The company was founded in 2009 with the intention of reducing the cost of renewable energy and accelerating its deployment. The startup launched its first deployable arrays in 2017, when it had a production capacity of 100 kW. “We were hand building in a small shed,” says 5B co-founder and Chief Executive Chris McGrath – and the cost of production and deployment (not including the solar panels), was between $0.60/W and $0.70/W.

Today, with an annual production capacity of around 100 MW, that cost is $0.20/W to $0.25/W. Within a couple of fiscal years, further evolution of the technology, value engineering to optimise material use, increased automation, and a leap in production capacity to around a gigawatt will bring down the cost per watt to less than $0.10, according to 5B’s McGrath.

The company’s industrialisation agenda includes not only factory automation, but also automated packing of the arrays for shipping, unpacking them, deployment, and maintenance of the arrays over time. Displacing the number of tradespeople needed on site may not be a popular idea but the truth is that projects such as the 17 GW to 20 GW Sun Cable project in Australia’s Northern Territory, to which 5B is the preferred technology provider, will not be possible without machinery. Never mind that skilled workers and labourers are in short supply. Streamlining and automating deployment, says McGrath, is what will really push the fast forward button on ULCS.

Foldout future?

5B can currently deploy more than a megawatt of solar per day with a team of fewer than 10 staff – a world beating feat it achieved in May last year at a 10 MW project in Chile’s Atacama Desert being developed by AES. Next year, McGrath anticipates the new Maverick technology currently being tested will enable deployment “10 to 20 times faster on a per person, per day basis.”

And then there’s land. Economical use of land is as important in Australia as it is in Europe. The country may have a vast interior but accessible land is still scarce, says Miller. Sites may have cultural significance, ecological value, or opportunities for other sectors, and “we must treat it as a scarce commodity,” he explains.

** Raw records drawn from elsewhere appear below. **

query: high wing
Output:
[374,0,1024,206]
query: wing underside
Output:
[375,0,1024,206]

A system such as 5B’s Maverick – ground-mounted, with no corridors required between east-west-facing arrays angled at 10 degrees to the ground – “packs the land much fuller with actual modules,“ says Miller. “Because you don’t have to worry about overshadowing like you do with single-axis tracking.“ 5B claims to produce up to two times the energy of conventional mounting systems on the same land area.

Future challenges

Delivery of ULCS doesn’t stop at achieving economies of scale. McGrath says that at 5B, “assembly and deployment of our technology are at the point where both processes can only just keep up with each other, which shifts the challenge to how to make sure we effectively integrate upstream, so that we can hoover up enough solar modules” to make accelerated rollout of PV at gigawatt and then terawatt scale a reality. And even once you have DC cabling, inverter installation, and AC cabling in step with such a paradigm shift, “can development and financing keep up with that pace of deployment?” asks McGrath.

ACAP’s Egan believes the reduced risk conferred by achieving the $0.30/W system cost ties performance and yield modelling into a package that renders decision making smoother. “People will more easily project how much electricity they’ll generate and enter agreements on delivery and supply – the better those numbers are, the lower the risk and therefore the better the finance conditions,” she says, noting that this will further reduce the cost of solar.